A better approach is being honest with your customers. If you don't know if the feature will ever take part in the roadmap say that the team will look at it and take consideration of it but you can't make any promises. If you are not sure when it will be released say that right now you have other priorities in the pipeline and that the team will take a look after they are completed. If you know that the feature will not be implemented you can politely refuse and simply let the user know that their feature request is not in your scope of features or not part of your product vision.
6.Follow up
Customers love being followed up. It shows them that they matter to your business and you appreciate them. Following up to users can be time-consuming which is why most services skip it altogether. But it's important that you follow up with users and show progress, accountability, and transparency.
Always get back to your users, let them know you implemented something they suggested and ask for further feedback. This gives them a sense of being heard. The fact that they have a say in your application's user experience and product roadmap makes them more connected to your product and encourages them to participate even more and provide more feedback.
This is what is going to help you build a strong relationship with your users and turn them into promoters for your product.
A tip would be to also follow up with lost leads and churned customers. Showing constant progress and devotion to users might just win them back, even if they switched to a competitor.
7. Constant improvements
Collecting feedback and feature requests should be more than an annual or quarterly campaign. It should be a constant effort to listen to your customers and act upon their feedback. Users' needs and expectations evolve with time so providing the best customer experience is a forever going task that should become a routine.
Include customer feedback constantly into your product roadmap. Some suggestions are small improvements while others are game-changing features. Ideally, you would balance your roadmap with the two, but even when you are focused on other things it's important to add a few small improvements to your releases.
This shows constant progress and improvement to your customers and it is a delight. It proves that you are not only focused on bringing new customers and expanding to new niches, but you also improve your product bit by bit for your existing customers.
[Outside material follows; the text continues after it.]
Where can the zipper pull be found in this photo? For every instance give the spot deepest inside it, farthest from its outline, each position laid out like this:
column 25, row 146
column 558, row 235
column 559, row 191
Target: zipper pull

This is what keeps customers happy and churn low.
8. Welcome negative feedback
Inevitably, you will also get some negative feedback. Don't sweep it under the rug and most definitely don't delete and disregard it. You should be open to it. Ask the user why they feel that way and how they think you could improve in that area. See if there is anything immediate you can do to help/comfort them.
By replying to negative feedback you show the customer that you care about them, and it makes them feel heard and safe. Don't disregard what they are saying. Yes, they might need more support or care from you, and probably have their expectations too high, but once won over they will be your biggest fans.
The fact that the user gave you feedback instead of just switching to a different service means that they are still interested in your product, and there is still hope. Replying to negative feedback can be a very effective way to prevent churn.
Conclusion
Try to bridge the gap between you and your customers by communicating closer with them and thinking about them as members of your team instead of strangers.